Iranian president acknowledges stolen archive damaged the Islamic Republic.

By Pesach Benson, United With Israel

On Monday, the final day of Iranian president Hassan Rouhani’s administration, the figurehead Iranian leader acknowledged that Israeli agents smuggled out of the country an entire warehouse of nuclear archives in 2018.

“The secrets that the Zionists came and took from inside [the country], published and showed to [former US president Donald] Trump [led him] to abandon the [nuclear] agreement,” Rouhani told government officials at a meeting which was covered by Fars, Iran’s state-run news agency..

Rouhani claimed he was not confirming the authenticity of the documents.

Rouhani also said Iran is losing the battle of international opinion to Israel.

“Our media could not defeat the conspiracy of the Zionist media,” he said, a day before “Butcher of Tehran” Ebrahim Raisi was inaugurated as the nation’s new president.

Raisi is accused of heinous war crimes, including playing a role in the slaughter of his own people.

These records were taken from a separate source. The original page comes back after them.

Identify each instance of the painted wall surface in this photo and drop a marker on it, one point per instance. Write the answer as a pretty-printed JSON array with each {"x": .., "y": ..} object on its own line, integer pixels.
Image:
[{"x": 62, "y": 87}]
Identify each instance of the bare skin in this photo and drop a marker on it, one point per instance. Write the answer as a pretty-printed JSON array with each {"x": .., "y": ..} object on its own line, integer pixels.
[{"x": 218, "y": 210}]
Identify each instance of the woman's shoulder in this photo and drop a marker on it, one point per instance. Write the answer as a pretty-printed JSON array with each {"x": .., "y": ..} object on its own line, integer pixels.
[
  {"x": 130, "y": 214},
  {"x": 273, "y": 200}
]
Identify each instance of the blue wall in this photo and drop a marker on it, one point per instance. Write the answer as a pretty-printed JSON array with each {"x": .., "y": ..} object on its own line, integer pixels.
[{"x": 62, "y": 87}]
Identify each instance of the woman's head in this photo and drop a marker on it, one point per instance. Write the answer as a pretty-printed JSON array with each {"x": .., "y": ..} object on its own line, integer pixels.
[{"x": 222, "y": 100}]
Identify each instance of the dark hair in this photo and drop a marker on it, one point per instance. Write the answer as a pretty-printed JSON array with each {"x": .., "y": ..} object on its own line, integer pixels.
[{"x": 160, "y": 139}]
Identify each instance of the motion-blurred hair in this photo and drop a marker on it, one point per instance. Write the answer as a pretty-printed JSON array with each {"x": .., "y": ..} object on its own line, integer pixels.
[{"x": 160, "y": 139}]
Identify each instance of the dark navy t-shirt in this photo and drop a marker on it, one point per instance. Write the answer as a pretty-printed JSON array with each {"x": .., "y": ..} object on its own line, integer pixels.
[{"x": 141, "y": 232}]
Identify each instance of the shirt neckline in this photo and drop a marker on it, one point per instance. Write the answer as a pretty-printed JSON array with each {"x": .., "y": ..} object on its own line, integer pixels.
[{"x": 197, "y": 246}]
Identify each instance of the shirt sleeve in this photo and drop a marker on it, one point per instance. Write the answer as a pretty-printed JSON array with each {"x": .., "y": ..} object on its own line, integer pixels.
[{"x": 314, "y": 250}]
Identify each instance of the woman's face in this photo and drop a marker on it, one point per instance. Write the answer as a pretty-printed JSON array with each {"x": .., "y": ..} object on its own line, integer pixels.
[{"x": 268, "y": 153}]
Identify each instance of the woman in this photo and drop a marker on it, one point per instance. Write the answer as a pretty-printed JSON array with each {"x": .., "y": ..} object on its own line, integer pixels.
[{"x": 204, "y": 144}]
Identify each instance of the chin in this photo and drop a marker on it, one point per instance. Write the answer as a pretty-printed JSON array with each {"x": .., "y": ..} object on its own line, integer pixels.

In 2018, Mossad operatives broke into a Tehran warehouse and stole approximately 110,000 documents. Rather than make copies, the agents were specifically took the original documents. The half-ton trove was reportedly smuggled back to Israel the same night.

The seized files confirmed Israeli assessments that Iran’s atomic program, Project Amad, was geared towards developing nuclear weapons. Iran continues to maintain that its nuclear program is peaceful, a claim that is widely doubted. Documents shared with the media showed the program was larger and more sophisticated than previously believed.

The archives also identified Project Amad’s key figures, such as Iranian Revolutionary Guards Corps Brig.-Gen. Mohsen Fakhrizadeh, the father of Iran’s nuclear weapons program.

Fakhrizadeh was assassinated in 2020.

According to reports, details from the stolen archives were a critical factor in president Donald Trump’s decision to withdraw the U.S. from the Iranian nuclear agreement in 2018.

Raisi, who was sworn into office on Tuesday morning, is also known as The Butcher of Tehran for overseeing the mass execution of thousands of political prisoners in 1988.